Pedido de vista de Lewandowski no caso Lula pode fazer STF rever prisões em segundo grau

Pedido de vista de Lewandowski no caso Lula pode fazer STF rever prisões em segundo grau

A situação contraria as sinalizações do novo presidente da Suprema Corte, ministro Dias Toffoli, que pretende não colocar em pauta temas polêmicos para o STF este ano, apurou o Broadcast

Amanda Pupo/BRASÍLIA

14 Setembro 2018 | 19h52

Ricardo Lewandowski. Foto: Rosinei Coutinho/SCO/STF

BRASÍLIA – O plenário do Supremo Tribunal Federal (STF) pode acabar rediscutindo a possibilidade de prisão após condenação em segunda instância em função do pedido de vista do ministro Ricardo Lewandowski no processo do ex-presidente Luiz Inácio Lula da Silva (PT), que retirou um pedido de liberdade do plenário virtual para julgamento presencial. A situação contraria as sinalizações do novo presidente da Suprema Corte, ministro Dias Toffoli, que pretende não colocar em pauta temas polêmicos para o STF este ano.

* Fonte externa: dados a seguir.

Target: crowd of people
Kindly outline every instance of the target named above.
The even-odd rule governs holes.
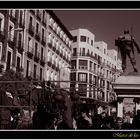
[[[8,111],[7,111],[8,112]],[[134,116],[132,123],[123,118],[108,116],[106,112],[93,115],[87,108],[79,115],[72,113],[72,126],[60,114],[51,114],[43,105],[38,105],[32,117],[25,115],[18,109],[12,114],[3,114],[0,129],[32,129],[32,130],[127,130],[140,129],[140,110]]]

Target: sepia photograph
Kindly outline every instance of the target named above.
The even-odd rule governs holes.
[[[136,8],[0,8],[0,131],[139,138],[139,25]]]

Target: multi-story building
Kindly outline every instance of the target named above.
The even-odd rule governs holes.
[[[70,80],[73,38],[53,11],[1,10],[0,39],[4,70],[23,68],[25,77],[36,80]]]
[[[20,70],[23,62],[23,10],[0,10],[0,62],[4,70]]]
[[[107,48],[104,41],[95,41],[95,35],[87,29],[70,31],[72,44],[71,89],[81,97],[110,102],[112,82],[119,76],[117,51]],[[74,82],[76,81],[76,82]]]

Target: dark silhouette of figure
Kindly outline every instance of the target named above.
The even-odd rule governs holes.
[[[114,129],[122,129],[122,124],[123,124],[123,119],[121,117],[117,117],[114,124]]]
[[[48,115],[43,105],[37,106],[37,111],[33,114],[33,129],[46,129]]]
[[[140,129],[140,110],[137,110],[137,115],[133,118],[132,126],[133,129]]]
[[[138,44],[135,42],[134,37],[132,37],[132,35],[129,34],[129,30],[125,30],[124,35],[119,36],[118,39],[115,40],[115,45],[118,46],[121,53],[123,72],[125,72],[126,70],[126,56],[129,57],[134,72],[138,72],[136,68],[134,46],[136,47],[138,53],[140,53],[140,48]]]
[[[103,118],[102,129],[114,129],[114,119],[112,116],[106,116]]]
[[[82,110],[80,117],[76,120],[77,129],[91,129],[91,120],[87,115],[87,110]]]

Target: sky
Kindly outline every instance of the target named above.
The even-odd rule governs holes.
[[[132,35],[140,47],[140,9],[133,10],[54,10],[68,30],[86,28],[95,35],[95,41],[104,41],[108,49],[116,49],[115,39],[125,29],[132,28]],[[137,68],[140,73],[140,54],[135,49]],[[119,58],[120,54],[119,54]],[[132,72],[127,58],[127,72]]]

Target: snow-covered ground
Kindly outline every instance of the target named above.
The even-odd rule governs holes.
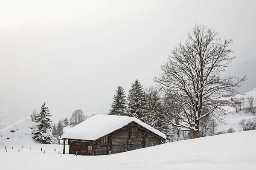
[[[34,144],[31,150],[21,150],[17,145],[12,150],[9,146],[7,153],[3,147],[0,148],[0,167],[26,170],[253,170],[256,167],[256,130],[252,130],[95,156],[58,155],[61,145]]]
[[[241,130],[239,123],[241,120],[244,119],[248,120],[256,116],[252,115],[250,113],[246,113],[242,111],[240,111],[239,113],[236,113],[235,111],[233,112],[233,115],[229,115],[225,118],[226,125],[218,122],[218,131],[220,131],[223,130],[227,131],[228,128],[233,128],[236,132],[239,132]]]
[[[252,96],[254,98],[256,97],[256,88],[248,91],[247,93],[244,93],[242,94],[240,94],[236,96],[236,98],[244,97],[244,98],[248,97],[249,96]]]

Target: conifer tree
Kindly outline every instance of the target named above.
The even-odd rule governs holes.
[[[127,116],[134,117],[143,121],[146,112],[145,95],[143,87],[136,79],[131,85],[128,92],[128,113]]]
[[[57,129],[56,128],[56,126],[55,126],[55,125],[53,125],[53,126],[52,127],[52,136],[56,136],[57,134]]]
[[[109,114],[113,115],[125,115],[126,110],[126,101],[125,90],[120,85],[117,86],[116,93],[113,97],[113,102],[111,105],[111,109]]]
[[[36,122],[42,123],[46,128],[49,129],[52,128],[52,121],[49,117],[51,117],[52,115],[49,112],[48,107],[45,106],[46,104],[44,102],[42,105],[41,111],[36,118]]]
[[[65,127],[66,127],[67,126],[68,126],[69,125],[69,122],[68,122],[68,119],[67,119],[67,117],[66,117],[66,118],[65,118],[65,119],[64,119],[64,125]]]
[[[59,121],[57,126],[57,139],[58,140],[58,144],[60,144],[61,143],[61,138],[63,135],[63,127],[62,124],[61,122],[61,121]]]
[[[52,128],[52,121],[49,117],[52,116],[49,113],[47,107],[45,106],[45,102],[42,105],[41,111],[37,116],[36,122],[38,124],[33,130],[32,137],[36,141],[44,144],[51,144],[52,134],[50,131]]]

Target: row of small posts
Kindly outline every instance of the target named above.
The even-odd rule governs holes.
[[[21,146],[21,149],[23,149],[23,145]],[[13,149],[13,147],[12,147],[12,149]],[[5,146],[5,150],[6,150],[6,152],[7,152],[7,150],[6,149],[6,146]],[[29,147],[29,150],[31,150],[31,147]],[[54,151],[56,151],[56,148],[54,148]],[[43,151],[43,148],[41,148],[41,152]],[[20,152],[20,150],[18,150],[18,152]],[[44,150],[44,153],[45,153],[45,152]],[[60,154],[60,151],[58,151],[58,154]]]

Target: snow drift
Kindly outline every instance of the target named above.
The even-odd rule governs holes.
[[[34,143],[31,134],[32,129],[36,124],[32,122],[31,118],[28,117],[2,129],[0,130],[0,147]]]
[[[256,130],[95,156],[58,155],[52,147],[57,145],[38,144],[45,150],[45,154],[34,146],[31,150],[25,148],[20,152],[11,149],[6,153],[0,148],[0,160],[1,168],[6,170],[254,170],[256,140]],[[61,149],[57,148],[61,151]]]

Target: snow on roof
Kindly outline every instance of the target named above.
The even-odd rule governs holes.
[[[97,115],[67,131],[61,138],[94,140],[126,125],[132,121],[166,139],[162,132],[134,117],[122,116]]]
[[[227,101],[227,100],[231,100],[231,98],[230,97],[219,97],[218,98],[217,98],[217,97],[213,97],[211,99],[211,101],[213,101],[213,100],[218,100],[218,101]]]

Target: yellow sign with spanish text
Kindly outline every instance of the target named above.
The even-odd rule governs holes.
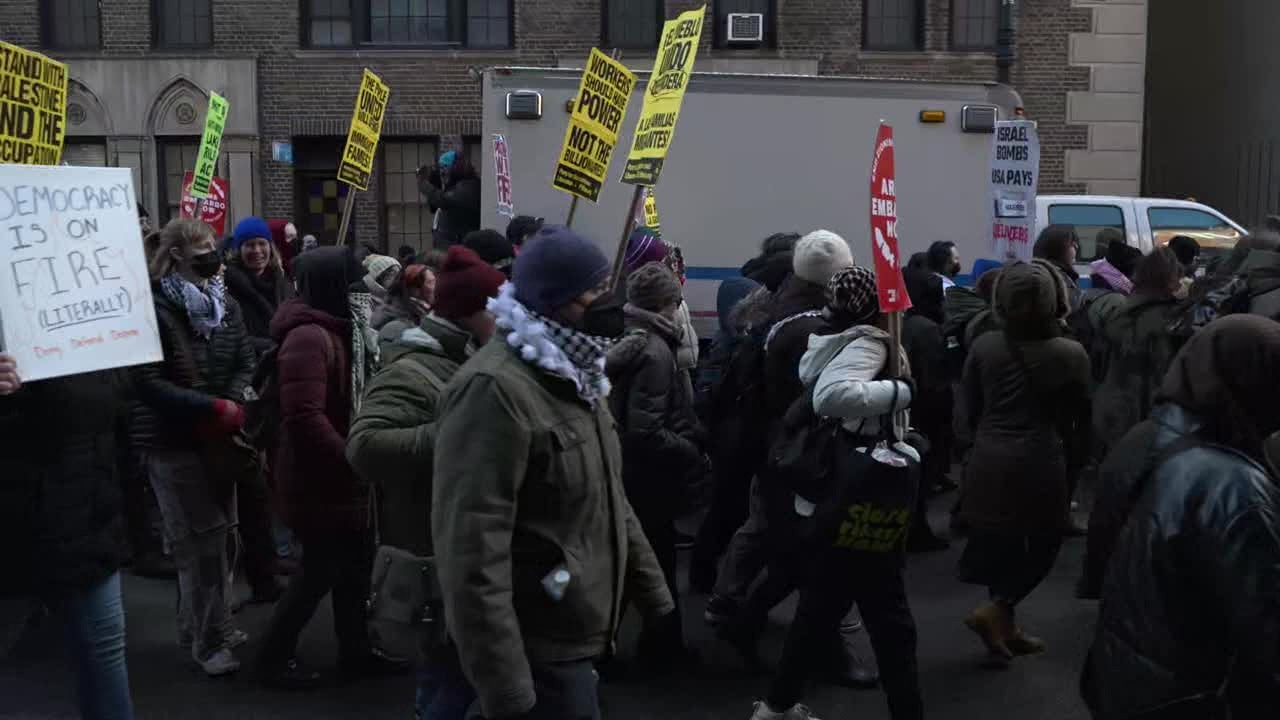
[[[338,165],[338,179],[352,187],[369,190],[378,138],[383,133],[383,117],[387,114],[387,99],[390,95],[392,88],[365,68],[365,77],[360,81],[360,92],[356,95],[356,111],[347,132],[347,147],[342,151],[342,163]]]
[[[662,45],[644,91],[644,108],[631,140],[631,154],[622,170],[622,182],[658,184],[667,149],[676,135],[676,120],[685,101],[685,90],[694,74],[694,58],[703,36],[707,6],[689,10],[662,26]]]
[[[56,165],[67,140],[67,65],[0,40],[0,163]]]
[[[595,202],[609,173],[636,76],[595,47],[582,70],[552,187]]]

A expectativa, à princípio, é de que Toffoli paute as ações que tratam da possibilidade de prisão em segunda instância, caso em que Lula se enquadra, somente em 2019.

Segundo apurou o Broadcast Político, Lewandowski pretende devolver o processo de Lula para julgamento dentro do prazo regimental, que é de 10 dias, de acordo com resolução do STF. Depois, o presidente fica responsável por agendar a data de julgamento.

Apesar de não ser propriamente a ação geral sobre a prisão em segunda instância, o processo de Lula traz exatamente essa temática. O caso retirado do plenário virtual é um recurso contra a decisão do STF que, em abril, negou um pedido de liberdade do petista e reafirmou a possibilidade da execução antecipada da pena, por 6 votos a 5. Lula foi preso dois dias depois, e desde então cumpre pena por corrupção passiva e lavagem de dinheiro na Superintendência da Polícia Federal em Curitiba (PR).

Dentro da Corte, há uma pressão de colegas para que o tema da prisão antecipada volte à pauta do plenário, que vem de ministros como Lewandowski e Marco Aurélio Mello. O julgamento do recurso de Lula no plenário virtual já tinha maioria (com sete votos) contrária ao pedido do ex-presidente, e apenas a posição divergente de Marco Aurélio. Na ocasião do voto, Marco Aurélio aproveitou para cobrar o julgamento das ações (atualmente são três, sob relatoria de Marco Aurélio) que tratam da execução antecipada da pena. A posição do ministro, favorável ao petista, levou Lewandowski a pedir vista e levar o caso para julgamento presencial, entre os 11 ministros.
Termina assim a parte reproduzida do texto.